Ken McNally of IRRI (International Rice Research Institute) introduced a diverse selection of talks that reported on the current use of informatics in rice genomics. Star Yanxin Gao of Cornell University highlighted the Genomic Open-Source Breeding Informatics Tool Portal that couples genomic information with phenomic data to enhance decision making in the breeding of staple crops. In addition, Shuhui Song of the Beijing Institute of Genomics introduced the BIG Data Center’s Rice Variation Database and highlighted its ability to assess reannotation results as part of its role in the Information Commons for Rice (IC4R). Following this, Dmytro Chebotarov of IRRI reported on SNP-Seek, which is a web application that enables efficient querying of large rice genomic datasets, such as the 3,000 Rice Genomes (Rice3K) data that we previously published in a Data Note. SNP-Seek incorporates analysis and visualization tools that include a genome browser with SNP, gene and structural variants tracks, phylogenetics tree and MDS plot visualizations.
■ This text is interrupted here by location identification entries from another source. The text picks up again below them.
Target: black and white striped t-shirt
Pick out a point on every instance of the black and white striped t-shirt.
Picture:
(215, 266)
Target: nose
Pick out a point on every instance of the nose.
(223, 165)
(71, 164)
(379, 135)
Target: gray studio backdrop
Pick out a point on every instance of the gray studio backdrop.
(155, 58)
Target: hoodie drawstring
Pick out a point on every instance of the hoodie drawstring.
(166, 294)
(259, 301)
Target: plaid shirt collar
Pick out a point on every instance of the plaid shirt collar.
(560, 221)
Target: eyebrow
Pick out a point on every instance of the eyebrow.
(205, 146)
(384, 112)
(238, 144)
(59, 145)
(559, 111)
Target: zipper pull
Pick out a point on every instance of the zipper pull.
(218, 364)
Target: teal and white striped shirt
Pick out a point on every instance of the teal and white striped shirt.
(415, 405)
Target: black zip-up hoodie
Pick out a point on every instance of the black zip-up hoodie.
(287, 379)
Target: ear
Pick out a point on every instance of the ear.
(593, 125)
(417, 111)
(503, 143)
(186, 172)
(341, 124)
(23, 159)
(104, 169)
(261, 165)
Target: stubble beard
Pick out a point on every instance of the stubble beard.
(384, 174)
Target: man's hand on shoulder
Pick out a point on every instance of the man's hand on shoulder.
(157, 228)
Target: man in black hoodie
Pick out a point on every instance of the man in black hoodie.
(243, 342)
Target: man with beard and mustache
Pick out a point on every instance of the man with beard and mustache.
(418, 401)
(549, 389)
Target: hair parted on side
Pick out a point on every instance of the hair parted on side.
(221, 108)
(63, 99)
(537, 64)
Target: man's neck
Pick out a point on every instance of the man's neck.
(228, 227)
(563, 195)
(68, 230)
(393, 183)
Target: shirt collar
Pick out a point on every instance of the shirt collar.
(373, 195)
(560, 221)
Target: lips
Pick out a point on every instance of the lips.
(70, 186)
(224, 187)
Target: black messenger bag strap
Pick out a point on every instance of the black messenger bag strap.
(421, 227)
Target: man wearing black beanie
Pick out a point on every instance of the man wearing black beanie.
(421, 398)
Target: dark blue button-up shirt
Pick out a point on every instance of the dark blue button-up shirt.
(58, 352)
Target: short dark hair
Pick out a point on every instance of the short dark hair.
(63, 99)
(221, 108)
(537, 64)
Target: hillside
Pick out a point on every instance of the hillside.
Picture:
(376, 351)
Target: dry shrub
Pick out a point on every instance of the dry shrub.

The Rice Galaxy server presenting this data being one of the winners of our ICG Prize last year and presented by first author Venice Juanillas in our session at the conference (see video below). The democratising potential of this approach was demonstrated previously by the GigaScience team at International Data Week in Gaborone, Botswana and it was equally well received at PAG Asia 2019.
PAG Asia 2020 is tentatively scheduled for Shenzhen again, and if we do not see some of you there we will be at the main PAG in San Diego in January 2020 and likely provide coverage of how these and other plant and animal genome projects are proceeding.